In the final part of our look back at what made the headlines on SC Magazine this year, today we focus on September to the present day.

We started September with the website for the Apache Software Foundation being taken offline after being compromised by an SSH key, while on the 4th reports appeared about Ealing council facing a bill for half a million pounds after its compromised systems failed to work for several weeks.

Five days later, Rodney Joffe, senior vice president and senior technologist of Neustar, who is also a director of the Conficker Working Group, claimed that this was a Conficker attack, this was not the last we heard of the notorious worm either, as Oxford Brookes University was hit later in the month. Joffe claimed that this was a sign that things would only get worse.

On the 18th September we reported on plans by the Conservatives to change the authority of the Information Commissioner's Office while October saw the annual RSA exhibition where I talked with rogue trader Nick Leeson, while the journalist fraternity joked about the debacle that was National Identity Fraud Prevention Week, which was eventually revealed to be a marketing campaign by a paper shredder company.

However maybe a shredder may have come in handy after we were encouraged by F-Secure to write down passwords to help us remember them, certainly scandalous but the benefit of having secure but complex passwords was highlighted following the publication of more than 10,000 passwords for webmail accounts.

A report by PandaLabs revealed at the end of September that almost a quarter of UK small businesses do not have any security software, and 98 per cent spent less than £1,000 per annum on security solutions. The solution arrived the following day with the introduction of Microsoft's Security Essentials free anti-virus software. This is certainly not the first free download or hosted anti-virus, but a major launch when you consider the vendor.

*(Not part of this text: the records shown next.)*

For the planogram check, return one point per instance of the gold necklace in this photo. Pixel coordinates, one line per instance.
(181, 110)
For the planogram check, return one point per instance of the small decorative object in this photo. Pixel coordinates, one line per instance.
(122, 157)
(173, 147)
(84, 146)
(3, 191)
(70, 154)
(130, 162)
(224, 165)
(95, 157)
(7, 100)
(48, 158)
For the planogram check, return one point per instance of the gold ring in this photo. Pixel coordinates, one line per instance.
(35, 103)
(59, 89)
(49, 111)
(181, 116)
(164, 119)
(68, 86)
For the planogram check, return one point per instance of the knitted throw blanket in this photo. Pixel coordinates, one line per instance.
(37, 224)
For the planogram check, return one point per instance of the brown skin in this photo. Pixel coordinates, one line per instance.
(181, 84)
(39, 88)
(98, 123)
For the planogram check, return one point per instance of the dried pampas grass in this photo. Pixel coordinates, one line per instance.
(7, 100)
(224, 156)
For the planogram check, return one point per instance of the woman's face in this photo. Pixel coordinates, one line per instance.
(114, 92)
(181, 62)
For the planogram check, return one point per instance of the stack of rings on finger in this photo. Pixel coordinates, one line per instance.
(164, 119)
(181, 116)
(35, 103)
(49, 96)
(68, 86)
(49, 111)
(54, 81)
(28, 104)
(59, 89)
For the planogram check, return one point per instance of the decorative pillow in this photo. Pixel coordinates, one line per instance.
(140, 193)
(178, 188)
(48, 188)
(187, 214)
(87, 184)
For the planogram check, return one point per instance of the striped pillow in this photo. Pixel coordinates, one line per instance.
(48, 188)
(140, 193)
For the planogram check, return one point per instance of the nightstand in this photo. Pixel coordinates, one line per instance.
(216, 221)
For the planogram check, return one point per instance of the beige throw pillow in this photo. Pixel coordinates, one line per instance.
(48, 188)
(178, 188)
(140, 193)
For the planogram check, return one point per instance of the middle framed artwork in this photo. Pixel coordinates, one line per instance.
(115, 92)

Microsoft was back in the headlines, although it was barely out of them during 2009, on the 22nd October with the launch of Windows 7 in what was arguably the last major launch of the year.

The Digital Britain report had its largest developments in this period, at the beginning of September several musicians spoke out against UK government proposals to kick file-sharers off the internet. These plans were confirmed at the end of October in a speech by Lord Mandelson, where he explained that the proposal was to offer a ‘three strikes and you are out' strategy.

The first criticism of this was by TalkTalk, who claimed that the plan was based on file sharers being ‘guilty until proven innocent' and constituted an infringement of human rights. Further, we reported that more than 17,000 had signed a petition against the proposed law on the 24th November.

One of the major criticisms came from the fact that cut off file-sharers could use somebody else's WiFi to get back on to the internet, an investigation by TalkTalk found that most houses in a suburban street were unsecured on their connection, while an investigation by the BBC Watchdog programme revealed the insecurity of public WiFi.

The end of October and beginning of November brought some major domain stories, with the Guardian Jobs site hit by a rumoured SQL Injection, while customers of T-Mobile found that a rogue employee had been selling their details on to third parties.

Twitter won the dubious ‘honour' of being the last reported compromise when users were redirected to a page promoting the Iranian Cyber Army. Although they were not left with the worst reputation, that ‘honour' went to Facebook, who decided to change its privacy settings once again, to almost universal criticism from its members.

In malware, we were left to decide whether the Space Invaders game created as an art project was a Mac Trojan, as proclaimed by Symantec. Creator Zach Gage spoke to SC about this and admitted that it was ‘potentially dangerous software', and said that he was ‘cool' with it being described as malware.

November also saw the first worms for the Apple iPhone. Admittedly they only affected ‘jailbroken' models, but while the appearance of Rick Astley was considered a joke, genuine worms followed in the next few days that created anything but laughs. The Astley worm creator Ashley Towns got a job in what was generally perceived to be a PR stunt.

So moving to the end of December, a last reported data loss was given to the Ministry of Defence, who lost a laptop with the encryption key with it, while Adobe's vulnerability in Acrobat and Reader will be patched in mid-January.

For the last big story of the year (probably), Howard Schmidt was appointed by President Obama as the cybersecurity coordinator, leaving us with a positive message for the end of 2009.

So that concludes our look back at what made the headlines in 2009, and I hope that we can exceed this next year so in 12 months time we look back with a bit more of a positive view.